Para além da técnica do malhete, que consiste em aplicar pedras de formas irregulares, de tamanho variável e cortadas de modo a encaixarem perfeitamente, podemos ainda observar a do sextavado em que estas são trabalhadas no formato hexagonal. Hoje, apenas a segunda é usada em alguns trabalhos artísticos e decorativos.
Quanto à data desta rara obra, fotografias da época e vestígios de alguns elementos na entrada da escola indicam-nos que foi feita após o término da construção da mesma em 1956.
A fotografia do Arquivo Municipal de Lisboa de 1968 mostra-nos a calçada antes do plantio das árvores que sacrificou partes desta.
Cabe-nos ainda referir que há componentes que não foram repostos após intervenções no pavimento, talvez pela exigência técnica que esta calçada requer. Mas a raridade desta autêntica obra de arte, merece, sem dúvida, a sua preservação e manutenção com o mesmo cuidado e dedicação com que foi concebida.
Curiosidade:
No remodelado jardim do Campo Mártires da Pátria, em plena Colina de Santana, podemos encontrar, entre outros motivos, uma sardinheira e uma borboleta bicolores e três borboletas e dois girassóis pretos idênticos aos da Rua Lopes de Mendonça. Contudo, não se verificam os detalhes definidos pela variedade cromática, nem as particularidades dos centros das flores.
Cores da Calçada Portuguesa – Outros Exemplos em Lisboa
Por Lisboa existem outros exemplos de calçadas policromáticas ou que apresentam cores sem ser o tradicional preto e branco.
- Na zona de Belém temos à volta do chafariz do Jardim da Praça do Império, dezenas de motivos a cinza e amarelo. E na praça onde estão localizados o Planetário e o Museu da Marinha podemos observar um padrão geométrico executado a branco, rosa e dois tons de cinzento;
- Em plena Rua das Portas de Santo Antão nas proximidades do Coliseu dos Recreios, na Baixa de Lisboa, uma calçada composta por pedras pretas e vermelhas alude às artes performativas;
- No Jardim Cesário Verde, na Freguesia de Arroios, existem vários elementos decorativos coloridos como corações de Viana, uma guitarra, um gato, uma borboleta e motivos vegetalistas;
- No centro do adro da Igreja da Nossa Senhora da Luz, em Carnide, a representação de uma fonte é rodeada de um padrão geométrico formado de calcários pretos e vermelhos;
- Da zona norte da cidade, na Freguesia de Olivais, destacamos dois exemplares: um na Praça Cidade do Luso e outro na Rua Capitão-Tenente Oliveira e Carmo.

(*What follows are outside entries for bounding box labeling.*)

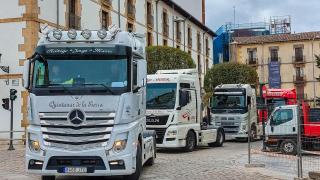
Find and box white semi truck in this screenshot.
[23,26,156,180]
[210,84,262,140]
[147,69,224,151]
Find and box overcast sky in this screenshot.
[206,0,320,32]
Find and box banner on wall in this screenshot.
[269,61,281,89]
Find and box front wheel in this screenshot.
[124,142,142,180]
[208,130,225,147]
[184,131,196,152]
[41,176,56,180]
[280,140,297,155]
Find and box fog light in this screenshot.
[53,29,62,40]
[113,140,127,153]
[68,29,77,39]
[97,29,107,39]
[81,29,91,39]
[29,140,41,153]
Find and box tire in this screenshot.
[145,136,157,166]
[184,131,197,152]
[250,125,258,142]
[124,142,142,180]
[41,176,56,180]
[280,140,297,155]
[208,130,225,147]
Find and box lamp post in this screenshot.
[173,18,186,51]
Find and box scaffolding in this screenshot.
[270,15,291,34]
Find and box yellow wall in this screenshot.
[231,40,320,104]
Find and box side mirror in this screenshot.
[137,60,147,87]
[179,90,189,107]
[22,60,30,89]
[247,96,251,105]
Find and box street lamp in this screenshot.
[173,17,186,51]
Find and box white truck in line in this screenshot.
[210,84,262,140]
[147,69,224,152]
[23,26,156,180]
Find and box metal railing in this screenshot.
[247,58,258,66]
[293,75,306,83]
[101,0,112,7]
[68,13,81,29]
[163,23,169,37]
[147,14,154,28]
[268,57,281,63]
[292,56,306,64]
[127,3,136,19]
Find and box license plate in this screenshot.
[63,167,88,173]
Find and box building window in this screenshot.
[162,11,169,37]
[198,55,202,74]
[176,21,181,43]
[197,32,201,53]
[147,32,153,46]
[127,0,136,19]
[68,0,81,29]
[206,38,210,57]
[188,27,192,49]
[163,39,168,46]
[294,47,304,62]
[248,48,257,64]
[127,22,133,32]
[101,11,110,29]
[270,49,279,62]
[147,1,154,28]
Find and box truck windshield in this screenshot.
[147,83,177,109]
[33,57,128,93]
[212,95,246,109]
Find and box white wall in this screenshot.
[173,0,202,22]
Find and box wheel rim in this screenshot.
[284,143,294,153]
[219,132,223,144]
[188,136,194,150]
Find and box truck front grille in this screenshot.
[147,128,167,144]
[39,112,115,150]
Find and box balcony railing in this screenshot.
[188,37,192,48]
[68,13,81,29]
[292,56,306,64]
[127,3,136,19]
[177,32,182,43]
[147,14,154,28]
[247,58,258,66]
[163,23,169,37]
[197,42,202,52]
[293,75,306,84]
[268,57,281,63]
[101,0,112,7]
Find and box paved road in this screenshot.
[0,142,287,180]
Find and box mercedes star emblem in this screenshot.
[68,109,86,126]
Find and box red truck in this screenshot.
[258,86,297,123]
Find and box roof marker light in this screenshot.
[52,29,62,40]
[97,29,107,39]
[68,29,77,39]
[81,29,91,39]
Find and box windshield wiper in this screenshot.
[83,83,116,95]
[47,84,74,95]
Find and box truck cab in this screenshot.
[210,84,262,140]
[23,26,155,180]
[146,69,224,151]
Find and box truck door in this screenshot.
[266,108,298,135]
[179,89,197,123]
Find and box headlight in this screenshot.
[167,130,177,137]
[112,133,128,153]
[28,133,41,153]
[113,139,127,153]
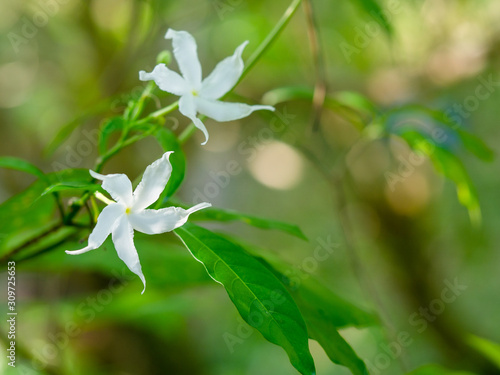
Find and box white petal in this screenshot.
[66,203,125,255]
[179,94,208,145]
[165,29,201,90]
[132,151,173,211]
[194,96,274,121]
[139,64,190,96]
[128,203,211,234]
[200,41,248,99]
[112,216,146,293]
[90,170,132,206]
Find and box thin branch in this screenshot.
[303,0,327,131]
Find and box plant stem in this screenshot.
[235,0,302,86]
[303,0,327,131]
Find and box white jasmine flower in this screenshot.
[139,29,274,144]
[66,152,211,293]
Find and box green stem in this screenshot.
[130,81,155,121]
[235,0,302,86]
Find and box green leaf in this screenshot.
[229,239,377,375]
[155,128,186,200]
[301,326,369,375]
[467,335,500,369]
[98,117,126,155]
[400,131,481,225]
[385,104,494,161]
[175,223,315,374]
[191,207,307,241]
[262,86,375,129]
[42,181,104,196]
[357,0,394,36]
[0,156,47,181]
[407,364,475,375]
[333,91,378,117]
[0,169,89,253]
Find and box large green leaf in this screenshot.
[0,156,47,181]
[155,128,186,201]
[42,181,104,196]
[175,223,315,374]
[252,256,376,375]
[191,208,307,241]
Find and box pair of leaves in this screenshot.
[174,223,373,375]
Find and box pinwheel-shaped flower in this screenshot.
[139,29,274,144]
[66,152,211,293]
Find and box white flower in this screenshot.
[139,29,274,144]
[66,152,211,293]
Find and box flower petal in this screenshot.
[128,203,211,234]
[132,151,173,211]
[194,96,274,121]
[90,170,132,206]
[165,29,201,90]
[179,94,208,145]
[111,215,146,293]
[66,203,125,255]
[139,64,189,96]
[200,41,248,99]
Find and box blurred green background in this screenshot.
[0,0,500,375]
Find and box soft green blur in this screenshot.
[0,0,500,375]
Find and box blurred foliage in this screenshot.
[0,0,500,375]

Outros exemplares poderiam ser referidos; procure-os e partilhe connosco! 😉
Destacamos ainda dois trabalhos fora do âmbito dos pavimentos em que as cores da calçada portuguesa fazem parte de peças artísticas: os painéis modernistas de Maria Keil executados para a Cervejaria Trindade aquando da sua remodelação entre 1945 e 1948, e o tributo a Amália localizado na Rua São Tomé em Alfama, realizado por Vhils em 2015.